Dicho esto, retomo el hilo. Decía que el fuego interior se me enciende ante cosas que pueden parecer mínimas, por eso supongo que un taller de esos de manejo del coraje no me vendría mal, o tal vez leer un poco más a Séneca y dejar de justificarme bajo la idea de que soy moderna y que el moderno siempre tiene una incomodidad/inconformidad existencial. Sin embargo, estando las cosas como están, no hay otra manera; se hace evidente y me gana la sensación de derrota.
El fracaso es parte de nuestra constitución existencial y por lo tanto, se manifestará en las múltiples representaciones que creamos de la realidad. Por ejemplo, para el húngaro György Lukács (1885-1971), filósofo marxista, esteta y crítico literario, la novela surge como forma de expresión de la modernidad. Es una forma que se distingue de la tragedia y la epopeya griegas (fromas de la antigüedad clásica). Una estructura que mediante variados elementos de composición —estrategias, artificios literarios, personajes, argumentos— expresa una época, un tiempo específico: la modernidad; el tiempo de la pérdida/ausencia o del “desamparo trascendental”, término utilizado por Lukács en su ensayo histórico-filosófico Teoría de la novela (1916), para referirse a la vacuidad que reconocen —él y filósofos anteriores—, experimenta el hombre en la realidad de su tiempo. Ese vacío al que aluden nace de una escición, una ruptura que se da entre lo finito y lo infinito; es la muerte de Dios, en palabras de Nietzsche. Este concepto —la muerte de Dios— se utiliza como metáfora para representar los cambios producto de la modernidad en la historia social y política, y en relación al conocimiento que el hombre tiene del mundo. Dios ha dejado de ser la opción “universal” y se ha convertido en opción personal-individual que resulta insuficiente para responder las interrogantes del hombre moderno.

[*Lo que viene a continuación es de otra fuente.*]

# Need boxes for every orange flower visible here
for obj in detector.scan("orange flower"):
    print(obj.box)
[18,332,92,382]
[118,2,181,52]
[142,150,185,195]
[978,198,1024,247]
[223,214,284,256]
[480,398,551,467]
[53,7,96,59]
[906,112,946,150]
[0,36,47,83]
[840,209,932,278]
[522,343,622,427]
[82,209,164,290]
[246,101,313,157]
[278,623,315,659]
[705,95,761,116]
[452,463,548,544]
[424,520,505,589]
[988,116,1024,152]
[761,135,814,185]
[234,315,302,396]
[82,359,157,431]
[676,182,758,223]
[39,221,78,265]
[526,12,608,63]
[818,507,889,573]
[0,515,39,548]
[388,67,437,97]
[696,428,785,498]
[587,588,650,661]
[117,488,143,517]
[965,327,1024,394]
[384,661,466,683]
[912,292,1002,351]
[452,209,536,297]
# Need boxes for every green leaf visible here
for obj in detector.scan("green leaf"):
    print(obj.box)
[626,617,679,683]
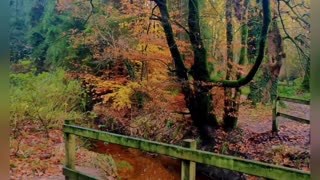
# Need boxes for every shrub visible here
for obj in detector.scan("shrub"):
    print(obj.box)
[10,69,82,137]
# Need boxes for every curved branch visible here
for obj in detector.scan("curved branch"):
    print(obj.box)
[201,0,271,88]
[278,0,310,59]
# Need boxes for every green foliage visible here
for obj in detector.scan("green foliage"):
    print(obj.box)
[278,78,311,100]
[10,69,82,136]
[241,86,250,95]
[94,154,118,177]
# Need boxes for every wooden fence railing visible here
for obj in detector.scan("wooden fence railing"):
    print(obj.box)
[63,120,310,180]
[272,96,310,132]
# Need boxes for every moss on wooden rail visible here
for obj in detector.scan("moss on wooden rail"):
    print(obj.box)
[64,124,310,180]
[277,112,310,124]
[63,167,98,180]
[277,96,310,105]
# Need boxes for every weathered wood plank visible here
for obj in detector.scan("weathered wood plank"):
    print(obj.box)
[272,100,279,132]
[181,139,197,180]
[278,96,310,105]
[64,120,76,169]
[64,124,310,180]
[63,167,98,180]
[277,112,310,124]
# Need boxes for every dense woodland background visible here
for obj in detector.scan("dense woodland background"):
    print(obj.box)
[10,0,310,179]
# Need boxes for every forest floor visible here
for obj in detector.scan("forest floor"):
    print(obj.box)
[10,100,310,180]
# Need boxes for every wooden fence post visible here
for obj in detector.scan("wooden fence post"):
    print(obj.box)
[64,120,76,179]
[181,139,197,180]
[272,97,279,132]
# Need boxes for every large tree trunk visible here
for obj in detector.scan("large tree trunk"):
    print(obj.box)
[223,0,235,129]
[302,58,310,92]
[155,0,217,143]
[224,0,249,130]
[188,0,217,143]
[250,19,285,104]
[154,0,271,142]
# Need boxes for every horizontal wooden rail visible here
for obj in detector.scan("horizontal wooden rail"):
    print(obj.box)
[278,96,310,105]
[277,112,310,124]
[63,124,310,180]
[63,167,98,180]
[272,96,310,132]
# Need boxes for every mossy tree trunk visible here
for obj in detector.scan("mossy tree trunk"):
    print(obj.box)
[249,19,286,104]
[223,0,249,130]
[223,0,235,129]
[302,58,310,92]
[154,0,271,143]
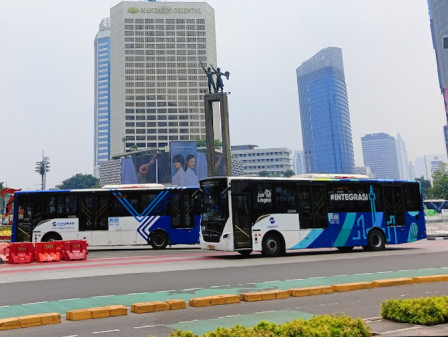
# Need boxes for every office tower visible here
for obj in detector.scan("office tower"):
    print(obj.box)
[395,133,415,179]
[296,47,355,173]
[110,1,220,156]
[93,18,110,177]
[428,0,448,153]
[361,133,400,179]
[231,145,292,176]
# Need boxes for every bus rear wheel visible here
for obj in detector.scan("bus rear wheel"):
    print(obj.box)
[362,228,386,251]
[41,233,62,242]
[336,247,354,253]
[261,233,285,257]
[149,231,169,249]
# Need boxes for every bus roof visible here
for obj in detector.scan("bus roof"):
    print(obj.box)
[201,174,417,182]
[15,184,198,194]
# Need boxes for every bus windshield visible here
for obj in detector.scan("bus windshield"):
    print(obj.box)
[202,179,229,222]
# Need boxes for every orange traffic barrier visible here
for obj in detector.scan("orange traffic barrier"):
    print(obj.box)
[0,243,10,263]
[34,241,62,262]
[8,242,34,264]
[62,240,88,261]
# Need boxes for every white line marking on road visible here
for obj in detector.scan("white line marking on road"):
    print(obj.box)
[92,329,120,335]
[179,319,199,324]
[156,289,177,294]
[134,324,157,329]
[381,326,420,335]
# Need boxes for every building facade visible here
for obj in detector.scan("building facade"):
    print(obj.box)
[296,47,355,173]
[415,153,448,184]
[93,18,110,177]
[361,133,400,179]
[231,145,292,176]
[428,0,448,154]
[110,1,216,156]
[395,133,415,179]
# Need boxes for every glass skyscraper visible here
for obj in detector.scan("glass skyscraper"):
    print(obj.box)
[296,47,355,173]
[361,133,400,179]
[93,18,110,177]
[428,0,448,153]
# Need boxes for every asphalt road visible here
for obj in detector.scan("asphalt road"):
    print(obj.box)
[0,240,448,337]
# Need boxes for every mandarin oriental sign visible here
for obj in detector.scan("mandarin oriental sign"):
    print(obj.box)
[128,6,202,14]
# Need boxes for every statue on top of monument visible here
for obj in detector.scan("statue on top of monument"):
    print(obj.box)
[211,65,230,92]
[201,62,230,94]
[201,62,216,94]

Con la modernidad surge un desgarre entre los ideales y el mundo, resultando de esto que el hombre quede desprovisto de valores o ideales sobre los cuales descansar su existencia. Desde entonces vive en una eterna búsqueda de sentido. La novela es uno de esos intentos de búsqueda infructuosa, pero no por eso desdeñable. En esta ocasión, el recordatorio de esto nos lo hace el escritor Enrique Vila-Matas (Barcelona, 1948), quien en su ensayo titulado “Por una biografía del fracaso”, contenido en su más reciente libro Impón tu suerte (2018), reconoce la falta que hace un “mapa de confesiones de honrosos fracasos que, ampliando el panorama crítico desde dentro de la creación misma de la literatura, ayudaría a los autores a contrastar problemas y a trabajar con mayor conocimiento del terreno… Desde El Quijote en adelante, la moral del fracaso es la verdad ética, e incluso la verdad metafísica de los héroes de la novela moderna. A fin de cuentas, hay que aceptar el fracaso, sin rencor ni vergüenza, como prefiguración natural del destino” (39).